Purification and some properties of β-N-acetyl-D-glucosaminidase from prawn (Penaeus vannamei)

The β-N-acetyl-D-glucosaminidase (NAGase, EC 3.2.1.52) from prawn (Penaeus vannamei) was purified by extraction with 30% ethanol solution and ammonium sulfate fractionation, then chromatographed on Sephadex G-100 followed by DEAE-cellulose (DE-32) columns. The purified enzyme determined to be homogeneous by polyacrylamide gel electrophoresis (PAGE) and SDS-PAGE. The specific activity of the purified enzyme was 1,560 U mg−1. Enzyme molecular weight was determined to be 105,000 Da; it contained two subunits of the same mass (45,000 Da).
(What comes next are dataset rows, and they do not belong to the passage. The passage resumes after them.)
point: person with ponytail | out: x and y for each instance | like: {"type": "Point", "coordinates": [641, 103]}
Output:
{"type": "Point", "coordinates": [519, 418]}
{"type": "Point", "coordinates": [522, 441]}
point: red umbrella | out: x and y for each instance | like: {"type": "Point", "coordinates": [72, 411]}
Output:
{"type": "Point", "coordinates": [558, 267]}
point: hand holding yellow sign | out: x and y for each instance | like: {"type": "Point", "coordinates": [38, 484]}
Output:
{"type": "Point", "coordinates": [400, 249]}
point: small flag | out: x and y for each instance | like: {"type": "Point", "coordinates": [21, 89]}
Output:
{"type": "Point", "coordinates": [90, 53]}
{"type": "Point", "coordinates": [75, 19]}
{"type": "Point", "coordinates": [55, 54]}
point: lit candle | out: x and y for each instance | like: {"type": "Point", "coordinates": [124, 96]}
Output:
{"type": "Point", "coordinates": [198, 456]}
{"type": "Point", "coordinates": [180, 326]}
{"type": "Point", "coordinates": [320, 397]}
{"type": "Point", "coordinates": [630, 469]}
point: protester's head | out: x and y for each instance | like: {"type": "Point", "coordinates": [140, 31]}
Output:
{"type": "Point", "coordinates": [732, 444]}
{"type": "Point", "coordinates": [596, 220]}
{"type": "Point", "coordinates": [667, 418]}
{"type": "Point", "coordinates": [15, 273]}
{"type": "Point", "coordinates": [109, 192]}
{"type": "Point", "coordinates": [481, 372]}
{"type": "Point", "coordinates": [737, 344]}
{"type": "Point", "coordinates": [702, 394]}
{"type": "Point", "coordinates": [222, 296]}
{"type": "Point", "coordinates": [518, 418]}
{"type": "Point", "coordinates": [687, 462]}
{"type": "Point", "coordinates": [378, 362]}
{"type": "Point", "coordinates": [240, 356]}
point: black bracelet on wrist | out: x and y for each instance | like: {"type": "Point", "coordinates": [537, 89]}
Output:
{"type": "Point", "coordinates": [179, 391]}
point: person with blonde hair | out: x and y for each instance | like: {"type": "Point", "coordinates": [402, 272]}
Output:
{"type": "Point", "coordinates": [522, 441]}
The pI value was calculated to be 4.8 by isoelectric focusing. The optimum pH and optimum temperature of the enzyme for the hydrolysis of pNP-β-D-GlcNAc (enzyme substrate) were determined to be pH 5.2 and 45°C, respectively. The behavior of the enzyme during hydrolysis of pNP-β-D-GlcNAc followed Michaelis–Menten kinetics, with Km=0.254 mM and Vm=9.438 μM min−1, at pH 5.2 and 37°C. The stability of the enzyme was investigated, and the results showed that the enzyme was stable in a pH range from 4.2 to 10.0 and at temperatures <40°C. The effects of metal ions on the enzyme were also studied. Li+, Na+ and K+ had no influence on enzyme activity. Mg2+, Ca2+ and Mn2+ activated the enzyme, while Ba2+, Zn2+, Co2+, Cd2+, Hg2+, Pb2+ Cu2+, Fe3+ and Al3+ showed various degrees of inhibitory effects on the enzyme.